Lemonade helps users run local LLMs with the highest performance by configuring state-of-the-art inference engines for their NPUs and GPUs.
Startups such as Styrk AI, research teams like Hazy Research at Stanford, and large companies like AMD use Lemonade to run LLMs.
Step 1: Download & Install | Step 2: Launch and Pull Models | Step 3: Start chatting! |
---|---|---|
![]() |
![]() |
![]() |
Install using a GUI (Windows only), pip, or from source. | Use the Model Manager to install models | A built-in chat interface is available! |
Tip
Want your app featured here? Let's do it! Shoot us a message on Discord, create an issue, or email.
To run and chat with Gemma 3:
lemonade-server run Gemma-3-4b-it-GGUF
To install models ahead of time, use the pull
command:
lemonade-server pull Gemma-3-4b-it-GGUF
To check all models available, use the list
command:
lemonade-server list
Note: If you installed from source, use the
lemonade-server-dev
command instead.
Tip: You can use
--llamacpp vulkan/rocm
to select a backend when running GGUF models.
Lemonade supports both GGUF and ONNX models as detailed in the Supported Configuration section. A list of all built-in models is available here.
You can also import custom GGUF and ONNX models from Hugging Face by using our Model Manager (requires server to be running).

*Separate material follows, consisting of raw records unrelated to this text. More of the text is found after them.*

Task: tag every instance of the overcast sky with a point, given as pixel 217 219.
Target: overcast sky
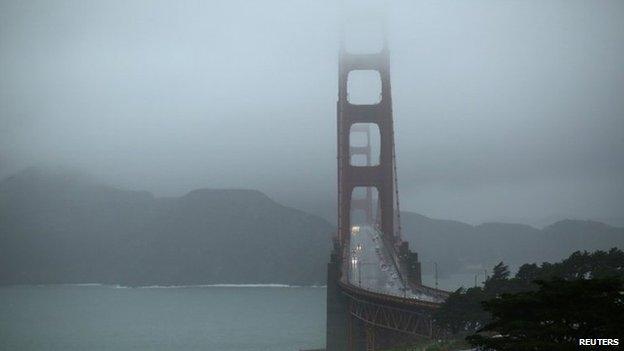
pixel 504 110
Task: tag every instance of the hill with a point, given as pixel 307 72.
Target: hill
pixel 459 246
pixel 60 228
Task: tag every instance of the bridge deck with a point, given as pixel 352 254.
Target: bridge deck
pixel 370 266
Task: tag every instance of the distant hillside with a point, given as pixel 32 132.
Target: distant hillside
pixel 456 245
pixel 58 228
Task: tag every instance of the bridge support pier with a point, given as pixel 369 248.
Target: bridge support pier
pixel 339 326
pixel 370 338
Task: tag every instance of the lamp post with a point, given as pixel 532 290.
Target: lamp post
pixel 435 270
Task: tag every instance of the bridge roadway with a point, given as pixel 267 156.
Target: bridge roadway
pixel 371 267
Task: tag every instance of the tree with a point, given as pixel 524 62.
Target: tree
pixel 555 316
pixel 462 312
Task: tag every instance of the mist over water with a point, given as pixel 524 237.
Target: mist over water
pixel 504 110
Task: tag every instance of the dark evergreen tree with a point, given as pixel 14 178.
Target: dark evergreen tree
pixel 555 316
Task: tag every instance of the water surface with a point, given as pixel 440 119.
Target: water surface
pixel 225 318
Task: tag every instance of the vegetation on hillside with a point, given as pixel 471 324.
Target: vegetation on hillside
pixel 546 307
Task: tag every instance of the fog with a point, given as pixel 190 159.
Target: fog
pixel 504 110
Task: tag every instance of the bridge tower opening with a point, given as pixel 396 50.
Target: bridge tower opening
pixel 350 116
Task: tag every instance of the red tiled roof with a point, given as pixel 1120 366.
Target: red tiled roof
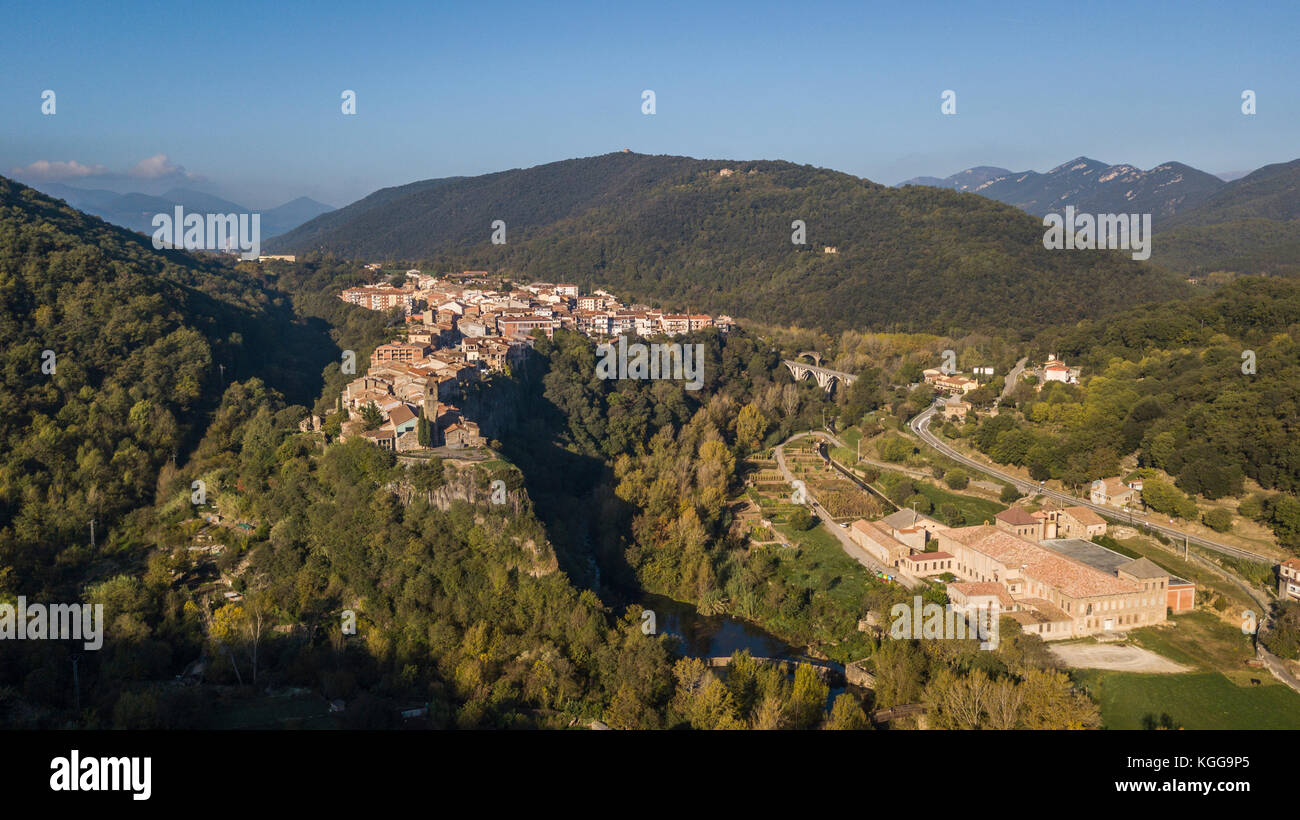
pixel 1040 564
pixel 1015 516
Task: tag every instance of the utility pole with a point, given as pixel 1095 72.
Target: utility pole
pixel 76 688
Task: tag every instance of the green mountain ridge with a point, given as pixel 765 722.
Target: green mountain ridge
pixel 684 233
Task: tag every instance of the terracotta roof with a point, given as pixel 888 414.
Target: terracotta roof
pixel 1040 564
pixel 1083 516
pixel 1015 516
pixel 971 589
pixel 928 556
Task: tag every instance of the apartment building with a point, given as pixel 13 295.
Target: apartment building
pixel 1056 591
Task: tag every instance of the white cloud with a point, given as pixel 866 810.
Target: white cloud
pixel 155 166
pixel 72 169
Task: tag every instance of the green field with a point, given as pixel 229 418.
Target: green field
pixel 1195 701
pixel 1217 695
pixel 975 510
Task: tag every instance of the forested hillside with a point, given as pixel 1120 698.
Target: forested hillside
pixel 1249 226
pixel 1207 391
pixel 675 231
pixel 111 356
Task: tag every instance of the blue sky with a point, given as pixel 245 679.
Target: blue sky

Lemonade supports the following configurations, while also making it easy to switch between them at runtime. Find more information about it here.
Hardware | Engine: OGA | Engine: llamacpp | Engine: HF | Windows | Linux |
---|---|---|---|---|---|
🧠 CPU | All platforms | All platforms | All platforms | ✅ | ✅ |
🎮 GPU | — | Vulkan: All platforms ROCm: Selected AMD platforms* |
— | ✅ | ✅ |
🤖 NPU | AMD Ryzen™ AI 300 series | — | — | ✅ | — |
* See supported AMD ROCm platforms
Architecture | Platform Support | GPU Models |
---|---|---|
gfx1151 (STX Halo) | Windows, Ubuntu | Ryzen AI MAX+ Pro 395 |
gfx120X (RDNA4) | Windows only | Radeon AI PRO R9700, RX 9070 XT/GRE/9070, RX 9060 XT |
gfx110X (RDNA3) | Windows, Ubuntu | Radeon PRO W7900/W7800/W7700/V710, RX 7900 XTX/XT/GRE, RX 7800 XT, RX 7700 XT |
You can use any OpenAI-compatible client library by configuring it to use http://localhost:8000/api/v1
as the base URL. A table containing official and popular OpenAI clients on different languages is shown below.
Feel free to pick and choose your preferred language.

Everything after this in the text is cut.